Q I want to ask Mr Watson about the issue that I raised with the previous panel about the repurposing of patent drugs and the concern that we did not pass a Bill to add those purposes to old licences, or to have a new system. What would the ABPI view be on trying to avoid that, for the new purpose, suddenly a pretty similar drug comes back at an eye-watering price?
David Watson: Again, I agree with that, and I understand quite often that medicines are repurposed, not necessarily by pharmaceutical companies, but by other research centres. Quite often, even in that scenario, those companies may expect a reasonable return on their effort to bring that product in, which might mean a price rise. Again, I would say that there has to be a balance between price rises to reward innovation and return on investment and those price rises that are clearly not justified.
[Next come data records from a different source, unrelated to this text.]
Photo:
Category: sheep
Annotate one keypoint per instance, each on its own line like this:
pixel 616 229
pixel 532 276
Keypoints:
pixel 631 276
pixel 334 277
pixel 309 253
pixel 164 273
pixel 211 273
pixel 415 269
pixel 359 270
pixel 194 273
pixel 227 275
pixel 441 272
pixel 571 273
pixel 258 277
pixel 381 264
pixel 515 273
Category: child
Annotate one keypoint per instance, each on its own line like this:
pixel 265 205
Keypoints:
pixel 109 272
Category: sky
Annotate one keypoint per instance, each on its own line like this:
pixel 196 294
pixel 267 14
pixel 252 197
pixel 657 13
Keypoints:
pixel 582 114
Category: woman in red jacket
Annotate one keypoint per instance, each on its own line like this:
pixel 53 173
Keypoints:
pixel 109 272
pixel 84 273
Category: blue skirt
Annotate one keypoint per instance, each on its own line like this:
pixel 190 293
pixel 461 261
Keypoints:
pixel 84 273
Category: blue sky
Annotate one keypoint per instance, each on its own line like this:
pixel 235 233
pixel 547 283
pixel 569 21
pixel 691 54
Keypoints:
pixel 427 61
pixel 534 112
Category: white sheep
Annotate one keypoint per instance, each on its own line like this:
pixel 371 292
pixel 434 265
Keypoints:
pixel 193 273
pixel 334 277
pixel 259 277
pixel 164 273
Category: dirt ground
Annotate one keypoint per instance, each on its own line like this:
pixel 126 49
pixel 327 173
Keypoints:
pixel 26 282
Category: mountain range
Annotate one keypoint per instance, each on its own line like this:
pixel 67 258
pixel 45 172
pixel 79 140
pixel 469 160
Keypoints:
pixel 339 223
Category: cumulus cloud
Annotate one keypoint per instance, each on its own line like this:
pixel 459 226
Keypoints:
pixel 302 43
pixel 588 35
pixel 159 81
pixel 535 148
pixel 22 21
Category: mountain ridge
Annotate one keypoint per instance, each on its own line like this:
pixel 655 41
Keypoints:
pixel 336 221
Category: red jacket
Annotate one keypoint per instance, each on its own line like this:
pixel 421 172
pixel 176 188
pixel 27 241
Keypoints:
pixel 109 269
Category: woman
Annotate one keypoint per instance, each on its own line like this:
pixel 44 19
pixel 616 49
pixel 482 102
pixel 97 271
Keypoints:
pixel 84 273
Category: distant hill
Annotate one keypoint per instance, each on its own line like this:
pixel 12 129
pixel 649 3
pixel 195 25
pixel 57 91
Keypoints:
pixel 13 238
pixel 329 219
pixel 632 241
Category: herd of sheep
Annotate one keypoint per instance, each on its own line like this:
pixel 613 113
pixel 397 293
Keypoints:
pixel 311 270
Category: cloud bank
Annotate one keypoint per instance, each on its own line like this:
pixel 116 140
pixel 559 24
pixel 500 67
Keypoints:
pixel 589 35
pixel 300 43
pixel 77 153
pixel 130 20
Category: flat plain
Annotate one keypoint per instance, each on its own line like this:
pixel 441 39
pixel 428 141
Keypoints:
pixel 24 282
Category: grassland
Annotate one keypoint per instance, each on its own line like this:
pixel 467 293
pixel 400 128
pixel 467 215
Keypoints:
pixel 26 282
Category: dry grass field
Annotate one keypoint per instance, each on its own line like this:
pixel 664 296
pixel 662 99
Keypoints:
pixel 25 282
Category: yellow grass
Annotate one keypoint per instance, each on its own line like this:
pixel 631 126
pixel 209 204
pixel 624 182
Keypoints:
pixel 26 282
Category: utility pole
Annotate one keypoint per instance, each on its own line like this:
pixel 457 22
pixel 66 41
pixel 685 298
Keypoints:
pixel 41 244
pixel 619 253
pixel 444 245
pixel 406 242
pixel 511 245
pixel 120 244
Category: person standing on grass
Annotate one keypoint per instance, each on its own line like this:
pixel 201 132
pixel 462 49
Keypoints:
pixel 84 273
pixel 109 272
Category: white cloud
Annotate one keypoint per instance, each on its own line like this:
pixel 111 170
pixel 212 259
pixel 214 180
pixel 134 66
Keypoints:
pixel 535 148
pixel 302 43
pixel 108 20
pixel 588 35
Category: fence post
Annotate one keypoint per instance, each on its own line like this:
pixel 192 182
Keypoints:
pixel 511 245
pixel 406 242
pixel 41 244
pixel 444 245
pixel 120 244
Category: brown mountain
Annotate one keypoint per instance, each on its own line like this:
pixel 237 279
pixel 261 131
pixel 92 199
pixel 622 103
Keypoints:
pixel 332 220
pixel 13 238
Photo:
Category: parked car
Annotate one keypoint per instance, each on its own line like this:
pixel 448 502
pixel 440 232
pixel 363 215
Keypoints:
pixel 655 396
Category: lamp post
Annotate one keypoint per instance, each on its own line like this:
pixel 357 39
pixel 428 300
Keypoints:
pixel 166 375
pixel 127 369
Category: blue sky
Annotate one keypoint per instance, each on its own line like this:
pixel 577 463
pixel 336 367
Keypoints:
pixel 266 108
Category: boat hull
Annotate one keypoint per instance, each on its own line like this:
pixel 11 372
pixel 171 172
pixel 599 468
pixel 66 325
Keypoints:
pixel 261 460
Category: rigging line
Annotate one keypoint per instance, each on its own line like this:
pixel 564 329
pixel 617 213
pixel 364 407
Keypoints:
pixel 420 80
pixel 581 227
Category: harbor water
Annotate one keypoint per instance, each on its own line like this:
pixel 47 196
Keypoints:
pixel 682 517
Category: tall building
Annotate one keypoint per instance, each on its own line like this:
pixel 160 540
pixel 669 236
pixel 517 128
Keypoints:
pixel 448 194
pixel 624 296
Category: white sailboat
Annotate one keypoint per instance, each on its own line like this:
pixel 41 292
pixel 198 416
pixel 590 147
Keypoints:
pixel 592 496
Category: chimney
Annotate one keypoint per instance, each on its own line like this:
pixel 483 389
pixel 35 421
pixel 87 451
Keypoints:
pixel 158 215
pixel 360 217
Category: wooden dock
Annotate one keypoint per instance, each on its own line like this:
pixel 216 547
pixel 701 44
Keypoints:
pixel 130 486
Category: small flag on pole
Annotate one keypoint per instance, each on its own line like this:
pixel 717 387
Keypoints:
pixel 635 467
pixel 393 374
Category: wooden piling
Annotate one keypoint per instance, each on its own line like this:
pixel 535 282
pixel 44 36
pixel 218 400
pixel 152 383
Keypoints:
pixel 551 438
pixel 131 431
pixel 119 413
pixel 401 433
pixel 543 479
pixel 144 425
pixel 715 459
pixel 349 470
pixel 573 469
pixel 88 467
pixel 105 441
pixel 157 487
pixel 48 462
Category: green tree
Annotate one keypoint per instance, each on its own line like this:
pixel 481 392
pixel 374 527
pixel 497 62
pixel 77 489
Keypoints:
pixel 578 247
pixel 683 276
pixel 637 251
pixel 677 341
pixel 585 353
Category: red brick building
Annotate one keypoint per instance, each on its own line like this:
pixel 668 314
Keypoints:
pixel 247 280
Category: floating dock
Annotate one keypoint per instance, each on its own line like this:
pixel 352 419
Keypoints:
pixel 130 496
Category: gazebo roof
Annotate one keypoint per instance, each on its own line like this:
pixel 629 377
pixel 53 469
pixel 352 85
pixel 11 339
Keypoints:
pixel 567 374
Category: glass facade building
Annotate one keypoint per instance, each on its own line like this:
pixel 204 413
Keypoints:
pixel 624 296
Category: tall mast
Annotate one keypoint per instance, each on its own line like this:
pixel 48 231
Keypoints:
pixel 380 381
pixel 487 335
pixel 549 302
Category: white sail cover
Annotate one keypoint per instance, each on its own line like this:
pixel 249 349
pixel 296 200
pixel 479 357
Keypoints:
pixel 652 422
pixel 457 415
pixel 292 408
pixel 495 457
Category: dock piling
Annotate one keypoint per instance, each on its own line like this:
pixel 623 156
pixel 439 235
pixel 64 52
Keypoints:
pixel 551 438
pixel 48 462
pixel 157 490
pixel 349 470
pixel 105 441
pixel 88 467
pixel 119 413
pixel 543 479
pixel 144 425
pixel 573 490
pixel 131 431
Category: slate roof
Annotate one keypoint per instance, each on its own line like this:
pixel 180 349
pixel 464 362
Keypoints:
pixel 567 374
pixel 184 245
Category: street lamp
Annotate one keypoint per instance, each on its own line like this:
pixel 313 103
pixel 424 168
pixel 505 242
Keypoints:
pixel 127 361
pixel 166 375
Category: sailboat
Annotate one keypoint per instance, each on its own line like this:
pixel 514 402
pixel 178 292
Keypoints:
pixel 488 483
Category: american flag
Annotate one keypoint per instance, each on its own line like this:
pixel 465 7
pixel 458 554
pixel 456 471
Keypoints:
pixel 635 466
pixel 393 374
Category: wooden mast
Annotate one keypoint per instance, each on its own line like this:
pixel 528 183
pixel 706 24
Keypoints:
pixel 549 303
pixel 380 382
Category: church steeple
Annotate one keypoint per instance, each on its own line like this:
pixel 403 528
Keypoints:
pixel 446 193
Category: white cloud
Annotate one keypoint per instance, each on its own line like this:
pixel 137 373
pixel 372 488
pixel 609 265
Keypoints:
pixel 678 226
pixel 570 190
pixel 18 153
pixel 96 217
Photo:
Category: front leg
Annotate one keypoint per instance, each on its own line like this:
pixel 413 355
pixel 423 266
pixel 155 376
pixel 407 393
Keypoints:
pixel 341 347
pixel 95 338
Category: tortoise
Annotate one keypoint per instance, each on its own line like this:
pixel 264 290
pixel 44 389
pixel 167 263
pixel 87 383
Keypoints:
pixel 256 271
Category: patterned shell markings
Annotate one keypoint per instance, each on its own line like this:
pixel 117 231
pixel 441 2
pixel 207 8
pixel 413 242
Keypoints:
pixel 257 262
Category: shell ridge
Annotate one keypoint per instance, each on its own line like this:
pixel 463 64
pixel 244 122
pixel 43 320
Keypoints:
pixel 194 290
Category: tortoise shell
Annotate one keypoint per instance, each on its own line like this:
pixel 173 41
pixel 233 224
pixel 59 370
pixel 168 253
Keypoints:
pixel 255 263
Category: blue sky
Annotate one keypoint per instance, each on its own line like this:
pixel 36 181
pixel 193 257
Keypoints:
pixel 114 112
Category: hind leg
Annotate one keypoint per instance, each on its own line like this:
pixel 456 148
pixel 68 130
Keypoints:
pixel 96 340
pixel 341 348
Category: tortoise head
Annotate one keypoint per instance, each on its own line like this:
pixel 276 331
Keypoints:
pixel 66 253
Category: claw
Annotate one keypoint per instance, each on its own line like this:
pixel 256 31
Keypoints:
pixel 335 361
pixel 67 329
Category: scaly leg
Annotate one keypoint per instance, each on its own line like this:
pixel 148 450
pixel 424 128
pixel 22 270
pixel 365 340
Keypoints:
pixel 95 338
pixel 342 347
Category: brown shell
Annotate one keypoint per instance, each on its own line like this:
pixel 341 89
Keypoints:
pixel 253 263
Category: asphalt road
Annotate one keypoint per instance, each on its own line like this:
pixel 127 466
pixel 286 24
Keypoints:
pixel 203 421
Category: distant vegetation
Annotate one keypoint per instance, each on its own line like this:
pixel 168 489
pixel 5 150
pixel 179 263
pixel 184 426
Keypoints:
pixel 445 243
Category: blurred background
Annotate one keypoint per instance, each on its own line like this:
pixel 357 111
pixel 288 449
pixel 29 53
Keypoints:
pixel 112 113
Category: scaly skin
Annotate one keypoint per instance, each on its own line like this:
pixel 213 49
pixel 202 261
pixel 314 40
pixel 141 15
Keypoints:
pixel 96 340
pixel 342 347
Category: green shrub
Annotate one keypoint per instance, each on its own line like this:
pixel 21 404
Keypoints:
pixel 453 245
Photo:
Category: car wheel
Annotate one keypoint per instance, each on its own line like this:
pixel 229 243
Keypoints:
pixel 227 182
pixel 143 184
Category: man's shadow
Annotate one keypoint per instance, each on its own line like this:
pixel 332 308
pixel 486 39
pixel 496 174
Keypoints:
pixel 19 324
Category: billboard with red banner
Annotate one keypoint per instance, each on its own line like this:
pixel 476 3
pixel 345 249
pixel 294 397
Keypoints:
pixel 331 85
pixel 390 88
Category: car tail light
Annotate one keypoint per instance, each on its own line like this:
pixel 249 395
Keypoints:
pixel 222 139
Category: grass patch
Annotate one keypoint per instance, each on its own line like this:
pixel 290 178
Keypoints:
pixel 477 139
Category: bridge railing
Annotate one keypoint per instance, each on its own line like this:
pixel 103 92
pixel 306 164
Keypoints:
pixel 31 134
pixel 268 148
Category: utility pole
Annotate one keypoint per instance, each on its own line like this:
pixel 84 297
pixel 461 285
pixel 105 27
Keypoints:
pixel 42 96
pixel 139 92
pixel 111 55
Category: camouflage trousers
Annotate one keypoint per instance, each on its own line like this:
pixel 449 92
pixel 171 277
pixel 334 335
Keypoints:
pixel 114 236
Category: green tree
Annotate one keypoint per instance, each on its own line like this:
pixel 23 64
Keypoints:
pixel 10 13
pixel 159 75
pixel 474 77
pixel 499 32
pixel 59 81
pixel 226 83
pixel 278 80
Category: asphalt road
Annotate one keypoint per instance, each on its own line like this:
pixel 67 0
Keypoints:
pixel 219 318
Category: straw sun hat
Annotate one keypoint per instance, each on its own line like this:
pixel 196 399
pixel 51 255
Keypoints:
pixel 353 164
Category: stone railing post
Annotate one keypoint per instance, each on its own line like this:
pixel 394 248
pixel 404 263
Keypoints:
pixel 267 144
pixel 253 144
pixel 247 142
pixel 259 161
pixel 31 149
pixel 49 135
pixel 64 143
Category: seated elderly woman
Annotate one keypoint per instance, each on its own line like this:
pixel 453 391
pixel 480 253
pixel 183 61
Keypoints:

Q The actual question I want to ask follows on from Ms Churchill’s question. What is your experience of how reasonable the NHS is when dealing with you on the sort of quality and safety issues you referred to in terms of how the Government will respond on pricing if there are specific reasons in terms of plant safety and quality and so on that might justify a slightly increased price? You have obviously been dealing with the Government for a long time. What is your experience of the NHS’s reasonableness in responding to those valid issues you mentioned?
David Watson: Companies will never launch products that are not of the required quality, and the NHS would never pay for them. The issue is more that if there is essentially a procurement-driven approach to medicines, that can and will drive prices down. The long-term impact is much more about organisational investment in the UK, perceiving the UK as a good place to do business. I suspect that in some classes—biosimilar and vaccines are examples—companies will eventually drop out of the market because they do not see the UK as a viable place to do business.
Q Is there a better way of looking at this? If we had more transparency through the pricing mechanism, but enabled tax efficiencies, R and D and so on, would that be a different way of balancing this for the industry?
David Watson: Yes. That is why this sort of industrial policy becomes really important. Again, that is why the industry semi-globally recognises the value of the Government’s continued willingness to have a voluntary pricing arrangement that not just covers pricing and affordability, but touches on some of the other aspects of how industry operates in the UK. We think that is really important.
Thank you, Mr Watson, for coming this morning.
Given that we have no more witnesses, I invite the Government Whip to propose the Adjournment.
Ordered, That further consideration be now adjourned. —(Mark Spencer.)